The Washington Academic Internship Program, offered through The John Glenn School of Public Affairs, provides OSU students with the opportunity to study and work in Washington D.C. The interns remain fully registered students during their time out of town and earn class credit for their internship. The students also participate in a research seminar and take a course on policy and public service.
Aiesha White, a senior in international studies, felt her resume gave her an edge over other applicants. She was an intern for three years at Procter and Gamble and is a former vice president of the John Glenn Civic Leadership Council, a student organization that encourages civic engagement among college students.
White said she was always attracted to public policy, particularly as it relates to education.
“It is the key to getting the nation and country to a better place,” White said.
White applied for the program last summer because she wanted to experience public policy firsthand on a more broader level than just a local one.
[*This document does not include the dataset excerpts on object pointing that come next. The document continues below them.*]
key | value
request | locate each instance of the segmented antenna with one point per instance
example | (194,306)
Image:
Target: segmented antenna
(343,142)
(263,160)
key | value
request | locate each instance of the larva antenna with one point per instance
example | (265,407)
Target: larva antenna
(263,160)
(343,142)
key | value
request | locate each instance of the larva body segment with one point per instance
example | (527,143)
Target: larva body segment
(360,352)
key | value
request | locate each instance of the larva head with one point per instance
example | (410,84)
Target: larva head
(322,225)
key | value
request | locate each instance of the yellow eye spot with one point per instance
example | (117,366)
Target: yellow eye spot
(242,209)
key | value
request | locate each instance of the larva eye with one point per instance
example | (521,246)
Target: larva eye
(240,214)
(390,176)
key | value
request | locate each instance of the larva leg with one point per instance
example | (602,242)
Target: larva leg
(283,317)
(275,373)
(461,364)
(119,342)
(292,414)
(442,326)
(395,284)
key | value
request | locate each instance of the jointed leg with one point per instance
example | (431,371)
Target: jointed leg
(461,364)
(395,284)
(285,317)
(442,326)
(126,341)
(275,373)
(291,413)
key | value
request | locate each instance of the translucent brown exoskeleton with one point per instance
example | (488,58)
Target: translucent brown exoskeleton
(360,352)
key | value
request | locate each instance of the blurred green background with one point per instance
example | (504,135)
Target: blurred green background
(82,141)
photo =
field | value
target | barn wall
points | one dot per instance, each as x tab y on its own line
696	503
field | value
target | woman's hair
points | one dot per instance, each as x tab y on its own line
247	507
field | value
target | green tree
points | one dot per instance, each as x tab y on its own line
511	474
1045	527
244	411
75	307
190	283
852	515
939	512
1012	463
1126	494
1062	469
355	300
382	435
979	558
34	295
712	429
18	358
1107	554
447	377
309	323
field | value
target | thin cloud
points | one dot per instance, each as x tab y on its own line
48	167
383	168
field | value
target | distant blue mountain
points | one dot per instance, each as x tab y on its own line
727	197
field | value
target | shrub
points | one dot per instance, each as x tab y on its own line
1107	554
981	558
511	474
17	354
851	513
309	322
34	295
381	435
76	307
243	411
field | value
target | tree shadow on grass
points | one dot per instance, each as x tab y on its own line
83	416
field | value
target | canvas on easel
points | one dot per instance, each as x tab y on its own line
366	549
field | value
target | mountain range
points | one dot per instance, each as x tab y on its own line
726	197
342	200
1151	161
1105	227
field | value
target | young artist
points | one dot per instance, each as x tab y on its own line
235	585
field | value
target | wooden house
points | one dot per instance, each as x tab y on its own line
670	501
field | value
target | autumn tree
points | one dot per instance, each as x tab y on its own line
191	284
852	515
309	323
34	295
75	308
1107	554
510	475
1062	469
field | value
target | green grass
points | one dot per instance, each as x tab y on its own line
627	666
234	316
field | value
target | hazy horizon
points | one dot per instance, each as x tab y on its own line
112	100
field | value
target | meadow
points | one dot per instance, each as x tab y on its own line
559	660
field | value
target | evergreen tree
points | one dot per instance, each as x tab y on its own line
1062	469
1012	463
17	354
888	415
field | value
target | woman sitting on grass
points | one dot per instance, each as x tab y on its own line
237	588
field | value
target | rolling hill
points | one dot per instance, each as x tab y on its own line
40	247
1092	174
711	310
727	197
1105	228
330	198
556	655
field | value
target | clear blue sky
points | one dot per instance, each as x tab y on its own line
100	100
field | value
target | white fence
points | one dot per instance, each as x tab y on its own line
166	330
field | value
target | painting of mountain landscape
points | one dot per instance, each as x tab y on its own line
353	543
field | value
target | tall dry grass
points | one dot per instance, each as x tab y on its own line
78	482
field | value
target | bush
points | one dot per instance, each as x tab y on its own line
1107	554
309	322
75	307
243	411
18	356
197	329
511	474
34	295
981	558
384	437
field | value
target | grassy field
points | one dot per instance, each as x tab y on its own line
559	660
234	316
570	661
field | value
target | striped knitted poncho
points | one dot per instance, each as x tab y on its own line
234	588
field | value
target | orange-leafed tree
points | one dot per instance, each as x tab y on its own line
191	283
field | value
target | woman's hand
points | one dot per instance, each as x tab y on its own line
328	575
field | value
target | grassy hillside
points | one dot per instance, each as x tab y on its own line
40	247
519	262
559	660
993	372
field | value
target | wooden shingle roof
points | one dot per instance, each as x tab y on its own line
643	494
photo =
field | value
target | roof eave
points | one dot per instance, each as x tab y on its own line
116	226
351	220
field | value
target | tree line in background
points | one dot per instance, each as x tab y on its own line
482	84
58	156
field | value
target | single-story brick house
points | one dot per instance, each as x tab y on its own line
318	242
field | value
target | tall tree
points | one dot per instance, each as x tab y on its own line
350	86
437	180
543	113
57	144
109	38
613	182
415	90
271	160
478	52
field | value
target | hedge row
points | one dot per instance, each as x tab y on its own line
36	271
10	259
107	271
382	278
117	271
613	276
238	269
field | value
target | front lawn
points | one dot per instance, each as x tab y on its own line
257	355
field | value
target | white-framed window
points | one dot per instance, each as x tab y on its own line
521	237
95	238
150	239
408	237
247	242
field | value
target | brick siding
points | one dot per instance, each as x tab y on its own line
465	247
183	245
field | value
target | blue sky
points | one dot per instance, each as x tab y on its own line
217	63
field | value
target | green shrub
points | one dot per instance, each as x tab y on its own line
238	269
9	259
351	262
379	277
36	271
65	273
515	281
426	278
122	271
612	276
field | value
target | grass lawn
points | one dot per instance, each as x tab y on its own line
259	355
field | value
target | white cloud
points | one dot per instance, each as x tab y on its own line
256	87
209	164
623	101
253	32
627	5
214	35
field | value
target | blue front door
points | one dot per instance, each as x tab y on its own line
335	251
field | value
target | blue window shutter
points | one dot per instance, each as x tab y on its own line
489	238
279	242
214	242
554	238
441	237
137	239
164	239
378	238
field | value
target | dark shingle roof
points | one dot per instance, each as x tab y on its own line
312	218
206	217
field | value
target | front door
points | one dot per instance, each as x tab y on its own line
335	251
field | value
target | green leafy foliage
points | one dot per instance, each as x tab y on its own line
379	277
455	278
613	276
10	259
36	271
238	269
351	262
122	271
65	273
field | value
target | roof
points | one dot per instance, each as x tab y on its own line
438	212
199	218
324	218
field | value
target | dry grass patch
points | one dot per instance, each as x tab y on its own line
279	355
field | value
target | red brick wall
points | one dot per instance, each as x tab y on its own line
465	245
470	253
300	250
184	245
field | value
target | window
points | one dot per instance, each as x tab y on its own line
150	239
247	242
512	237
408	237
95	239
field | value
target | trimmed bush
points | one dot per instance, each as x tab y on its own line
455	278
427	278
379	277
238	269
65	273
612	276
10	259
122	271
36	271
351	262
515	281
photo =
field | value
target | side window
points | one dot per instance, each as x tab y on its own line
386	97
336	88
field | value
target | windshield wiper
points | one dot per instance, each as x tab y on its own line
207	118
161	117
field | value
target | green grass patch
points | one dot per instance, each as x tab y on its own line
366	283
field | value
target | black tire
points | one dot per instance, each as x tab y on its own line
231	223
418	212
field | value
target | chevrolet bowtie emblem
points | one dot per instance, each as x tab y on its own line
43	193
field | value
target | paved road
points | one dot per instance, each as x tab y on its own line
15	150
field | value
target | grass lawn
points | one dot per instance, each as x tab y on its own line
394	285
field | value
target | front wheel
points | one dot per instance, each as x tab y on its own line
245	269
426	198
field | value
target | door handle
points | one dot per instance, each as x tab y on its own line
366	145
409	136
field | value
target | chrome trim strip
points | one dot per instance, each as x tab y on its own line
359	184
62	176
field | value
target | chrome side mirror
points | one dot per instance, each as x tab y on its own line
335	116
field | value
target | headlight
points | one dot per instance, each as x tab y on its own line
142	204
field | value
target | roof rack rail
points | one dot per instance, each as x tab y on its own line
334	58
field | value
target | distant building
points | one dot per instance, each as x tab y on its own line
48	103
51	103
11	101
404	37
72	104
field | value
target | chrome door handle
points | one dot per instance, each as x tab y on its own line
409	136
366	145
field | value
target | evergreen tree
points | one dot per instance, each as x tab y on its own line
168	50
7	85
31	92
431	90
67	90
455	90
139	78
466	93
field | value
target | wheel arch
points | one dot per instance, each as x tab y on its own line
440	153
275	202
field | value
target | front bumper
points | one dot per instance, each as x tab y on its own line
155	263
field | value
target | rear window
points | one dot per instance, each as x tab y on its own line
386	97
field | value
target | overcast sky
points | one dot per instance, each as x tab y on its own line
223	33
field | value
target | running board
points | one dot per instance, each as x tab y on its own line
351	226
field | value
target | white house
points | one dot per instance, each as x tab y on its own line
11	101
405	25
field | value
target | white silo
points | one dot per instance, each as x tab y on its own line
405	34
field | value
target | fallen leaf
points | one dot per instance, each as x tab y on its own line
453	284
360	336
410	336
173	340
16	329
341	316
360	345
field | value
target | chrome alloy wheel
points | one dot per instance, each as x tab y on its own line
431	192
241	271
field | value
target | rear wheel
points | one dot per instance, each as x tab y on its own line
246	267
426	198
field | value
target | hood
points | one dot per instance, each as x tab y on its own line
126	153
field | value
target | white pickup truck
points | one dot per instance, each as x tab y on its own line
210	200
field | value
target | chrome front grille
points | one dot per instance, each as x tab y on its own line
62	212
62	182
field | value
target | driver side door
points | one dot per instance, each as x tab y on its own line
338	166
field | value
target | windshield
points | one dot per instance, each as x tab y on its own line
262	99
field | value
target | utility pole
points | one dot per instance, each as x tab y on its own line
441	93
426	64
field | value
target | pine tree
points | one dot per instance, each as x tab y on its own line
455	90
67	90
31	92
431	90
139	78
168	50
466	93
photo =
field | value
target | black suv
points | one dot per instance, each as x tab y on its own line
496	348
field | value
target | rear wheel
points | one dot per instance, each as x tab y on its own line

While in Washington, D.C., White interned at the U.S. Department of Education in the Developing Hispanic-Serving Institutions Program, or HSI.
The HSI Program is a nationwide program that provides grants to assist universities to expand and improve educational opportunities for Hispanic students.
After researching colleges and available grants, White presented her findings to the HSI and then added her own feedback.
“It was definitely the highlight of the internship,” White said. “It’s very rare that staff members can go as in-depth as I did, and it’s nice to be able to provide them with that important information to give perspective on how to help schools.”
For White, one of the research discoveries that stood out most was the large number of schools she noticed were trying to be more innovative with the Science, Technology, Engineering and Mathematics (STEM) approach.
“Schools are trying hard to utilize new ideas and learning,” White said. “They are making really strong efforts to improve, and that was really exciting to find out.”
White said the experience she gained last summer has encouraged her to continue working in educational policy, and it’s led her to a new dream — to lead a non-profit group geared toward education reform.
White said she has benefited from the experience and believes other students, regardless of major, would too.
“I would definitely tell anyone to do this (internship),” White said. “It’s a great experience, no matter what you’re studying. You’re in Washington, D.C., one of most influential cities in (the) entire world. It’s a life-changing experience.”
White is currently an intern with the National Economic Council at the White House and will return to OSU next semester.